ACCORDINGLY, we conclude that, under the facts of this case, Heyl & Patterson, Inc. is a coal mine operator as defined and governed by the applicable statutes, and the decision of the Benefits Review Board is hereby AFFIRMED.
The old act, as found in 30 U.S.C.A. § 802(d) (1970), provided as follows:
(d) "operator" means any owner, lessee, or other person who operates, controls, or supervises a coal mine;
The new amendment provides in 30 U.S.C.A. § 802(d) (Supp.1980) as follows:
(d) "operator" means any owner, lessee, or other person who operates, controls, or supervises a coal or other mine or any independent contractor performing services or construction at such mine;
See note 5 infra for a discussion of the expanded nature of the amended definition.
In deciding not to apply the 1977 amendment to this case, we have also considered by analogy the earlier decisions, including our own, which refused to apply the Black Lung Benefits Reform Act of 1977 retroactively. U. S. Steel v. Gray, 588 F.2d 1022 (5th Cir. 1979); Yakim v. Califano, 587 F.2d 149 (3d Cir. 1978); Treadway v. Califano, 584 F.2d 48 (4th Cir. 1978)
20 C.F.R. § 725.302 (1975) provided in pertinent part that:
general and independent contractors, whose employees may be considered miners as defined in § 402(d) of Title IV of the Act by virtue of the fact that such employees are employed in coal mines as defined in § 3(h) of the Act, may be considered operators for purposes of §§ 415, 422, and 423 of Title IV of the Act with respect to such employees.
This strict reading of the issue decided by Brennan is supported by and is the same interpretation given Brennan in our earlier decision of Bituminous Coal Operators' Association, Inc. v. Secretary of Interior, 547 F.2d 240, 245 (4th Cir. 1977)

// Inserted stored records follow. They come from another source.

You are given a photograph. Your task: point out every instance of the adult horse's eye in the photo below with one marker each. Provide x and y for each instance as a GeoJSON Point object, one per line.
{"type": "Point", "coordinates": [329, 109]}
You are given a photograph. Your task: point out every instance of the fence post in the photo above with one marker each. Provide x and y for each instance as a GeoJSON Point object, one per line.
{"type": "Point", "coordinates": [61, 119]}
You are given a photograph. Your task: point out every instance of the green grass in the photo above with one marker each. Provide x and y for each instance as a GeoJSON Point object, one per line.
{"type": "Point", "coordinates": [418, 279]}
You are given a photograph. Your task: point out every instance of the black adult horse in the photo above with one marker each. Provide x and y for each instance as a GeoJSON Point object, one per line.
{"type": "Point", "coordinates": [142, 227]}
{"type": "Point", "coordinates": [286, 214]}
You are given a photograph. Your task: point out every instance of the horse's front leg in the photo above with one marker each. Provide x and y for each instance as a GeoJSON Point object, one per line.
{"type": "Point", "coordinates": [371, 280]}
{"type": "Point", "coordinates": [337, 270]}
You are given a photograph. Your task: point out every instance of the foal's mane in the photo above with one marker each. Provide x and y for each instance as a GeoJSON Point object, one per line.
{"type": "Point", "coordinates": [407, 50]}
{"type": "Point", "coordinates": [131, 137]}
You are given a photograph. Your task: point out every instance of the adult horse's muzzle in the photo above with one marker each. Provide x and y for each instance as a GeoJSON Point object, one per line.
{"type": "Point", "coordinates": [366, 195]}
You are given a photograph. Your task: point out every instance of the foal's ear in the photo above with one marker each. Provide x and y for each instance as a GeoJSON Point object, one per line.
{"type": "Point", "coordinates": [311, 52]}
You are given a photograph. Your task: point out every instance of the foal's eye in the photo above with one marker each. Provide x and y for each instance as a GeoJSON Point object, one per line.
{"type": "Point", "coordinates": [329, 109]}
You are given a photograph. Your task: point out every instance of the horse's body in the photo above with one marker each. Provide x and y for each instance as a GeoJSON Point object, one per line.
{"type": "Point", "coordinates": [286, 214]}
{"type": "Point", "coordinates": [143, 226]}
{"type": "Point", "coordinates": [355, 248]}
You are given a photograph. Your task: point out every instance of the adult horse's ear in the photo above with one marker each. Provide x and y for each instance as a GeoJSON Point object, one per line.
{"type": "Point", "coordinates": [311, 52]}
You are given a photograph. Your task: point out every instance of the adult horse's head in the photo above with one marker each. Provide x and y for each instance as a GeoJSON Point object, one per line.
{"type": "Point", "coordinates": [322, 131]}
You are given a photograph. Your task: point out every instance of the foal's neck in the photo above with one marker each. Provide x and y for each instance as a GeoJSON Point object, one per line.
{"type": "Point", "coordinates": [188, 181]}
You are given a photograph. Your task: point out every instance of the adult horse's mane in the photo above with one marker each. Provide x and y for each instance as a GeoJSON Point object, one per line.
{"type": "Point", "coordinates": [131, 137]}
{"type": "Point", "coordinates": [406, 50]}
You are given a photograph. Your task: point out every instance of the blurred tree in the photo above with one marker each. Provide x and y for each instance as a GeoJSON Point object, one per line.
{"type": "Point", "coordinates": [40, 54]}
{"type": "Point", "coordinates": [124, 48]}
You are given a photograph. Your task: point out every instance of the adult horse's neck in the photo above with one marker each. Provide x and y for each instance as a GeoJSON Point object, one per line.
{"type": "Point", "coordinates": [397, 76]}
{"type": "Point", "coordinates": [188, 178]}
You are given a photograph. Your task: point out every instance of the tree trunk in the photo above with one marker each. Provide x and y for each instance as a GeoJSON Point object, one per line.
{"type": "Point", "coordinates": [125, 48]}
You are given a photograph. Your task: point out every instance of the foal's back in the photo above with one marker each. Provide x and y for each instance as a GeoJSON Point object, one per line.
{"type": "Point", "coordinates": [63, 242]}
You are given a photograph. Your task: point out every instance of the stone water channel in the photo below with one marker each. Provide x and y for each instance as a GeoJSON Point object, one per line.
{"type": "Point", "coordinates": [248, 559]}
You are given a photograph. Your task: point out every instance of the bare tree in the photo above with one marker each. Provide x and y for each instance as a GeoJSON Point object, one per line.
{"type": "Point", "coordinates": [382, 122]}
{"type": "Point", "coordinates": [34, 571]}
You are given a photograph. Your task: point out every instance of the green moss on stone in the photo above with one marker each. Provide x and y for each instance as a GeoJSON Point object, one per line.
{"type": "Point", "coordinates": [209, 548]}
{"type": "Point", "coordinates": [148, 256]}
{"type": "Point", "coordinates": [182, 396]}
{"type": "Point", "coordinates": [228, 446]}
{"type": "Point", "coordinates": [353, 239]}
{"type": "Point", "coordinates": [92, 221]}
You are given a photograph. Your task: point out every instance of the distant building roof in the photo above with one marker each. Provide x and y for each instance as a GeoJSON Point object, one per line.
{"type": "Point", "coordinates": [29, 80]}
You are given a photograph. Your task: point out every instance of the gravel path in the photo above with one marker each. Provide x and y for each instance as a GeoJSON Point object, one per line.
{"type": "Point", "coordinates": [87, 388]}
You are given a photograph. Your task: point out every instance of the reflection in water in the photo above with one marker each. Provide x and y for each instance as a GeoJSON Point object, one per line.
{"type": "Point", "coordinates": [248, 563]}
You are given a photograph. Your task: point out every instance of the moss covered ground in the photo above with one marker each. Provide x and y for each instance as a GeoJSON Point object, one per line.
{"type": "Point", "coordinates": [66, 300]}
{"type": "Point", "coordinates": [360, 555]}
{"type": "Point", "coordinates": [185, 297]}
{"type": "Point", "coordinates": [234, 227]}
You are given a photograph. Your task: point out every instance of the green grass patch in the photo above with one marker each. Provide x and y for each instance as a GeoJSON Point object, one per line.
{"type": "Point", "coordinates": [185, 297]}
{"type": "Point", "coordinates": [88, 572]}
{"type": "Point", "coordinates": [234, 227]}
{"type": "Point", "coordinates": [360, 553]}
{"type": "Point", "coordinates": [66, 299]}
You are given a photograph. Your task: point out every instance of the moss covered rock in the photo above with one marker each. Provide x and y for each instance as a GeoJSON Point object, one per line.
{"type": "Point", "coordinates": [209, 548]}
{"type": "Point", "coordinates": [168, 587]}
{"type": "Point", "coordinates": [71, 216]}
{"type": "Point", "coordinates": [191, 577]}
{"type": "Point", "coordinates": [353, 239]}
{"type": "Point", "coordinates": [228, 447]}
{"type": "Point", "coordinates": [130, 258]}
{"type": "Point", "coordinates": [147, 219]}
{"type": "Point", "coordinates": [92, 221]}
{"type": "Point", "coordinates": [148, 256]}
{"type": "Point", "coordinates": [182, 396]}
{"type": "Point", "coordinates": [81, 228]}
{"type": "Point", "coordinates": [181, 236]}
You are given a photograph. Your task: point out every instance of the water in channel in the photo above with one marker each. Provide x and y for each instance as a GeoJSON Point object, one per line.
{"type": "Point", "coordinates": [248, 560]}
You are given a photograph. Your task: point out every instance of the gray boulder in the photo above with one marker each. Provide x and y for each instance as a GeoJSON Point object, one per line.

A strong argument can and has been made that the 1977 amendment to the applicable statutory definition of an operator shows that prior to the amendment a coal mine construction company could never be an operator within the statute. As discussed earlier in this opinion, this amendment changed the definition of operator to expressly include coal mine construction companies by adding the language "or any independent contractor performing services or construction at such mine" to the earlier definition. Citing the legislative history of this amendment as found in Senate Report No. 95-181, as reported in (1977) U.S.Code Cong. & Ad.News 3401, 3414, Heyl & Patterson, Inc. asserts that Congress clearly felt it was expanding the definition of a mine operator by expressly including mine construction companies. Following this analysis, Heyl & Patterson, Inc. urges us to conclude that since this new definition was clearly an expansion, it establishes that prior to the change, Congress did not intend mine construction companies to be considered mine operators
Even though the logic of this argument is attractive, this court must refuse to follow it. First, the conclusion sought by Heyl & Patterson, Inc. places far too much emphasis on the term "expanded" as used in the legislative history. Certainly this redefinition of operator expanded the definition because all mine construction companies now fall within that definition. The fact that the definition was expanded so that all such construction companies are now operators does not lead this court to conclude that none of them was included before. Secondly, the citation, with approval, of the case of Bituminous Coal Operators' Association v. Secretary of Interior, convinces this court that Congress considered mine construction companies engaged in mining, processing or extracting coal to be covered as operators all along. Indeed, if the argument put forth by Heyl & Patterson, Inc. is correct, our earlier decision in Bituminous Coal Operators' Association v. Secretary of Interior would seem to be incorrect, because we chose therein to include mine construction companies within the old definition of operators because of the particular facts of that case. The approval of that case in the legislative history convinces us that the inquiry we made therein was correct, and that we must now determine whether Heyl & Patterson, Inc. was engaged in mining, processing or extracting coal in order to decide whether it is a coal mine operator.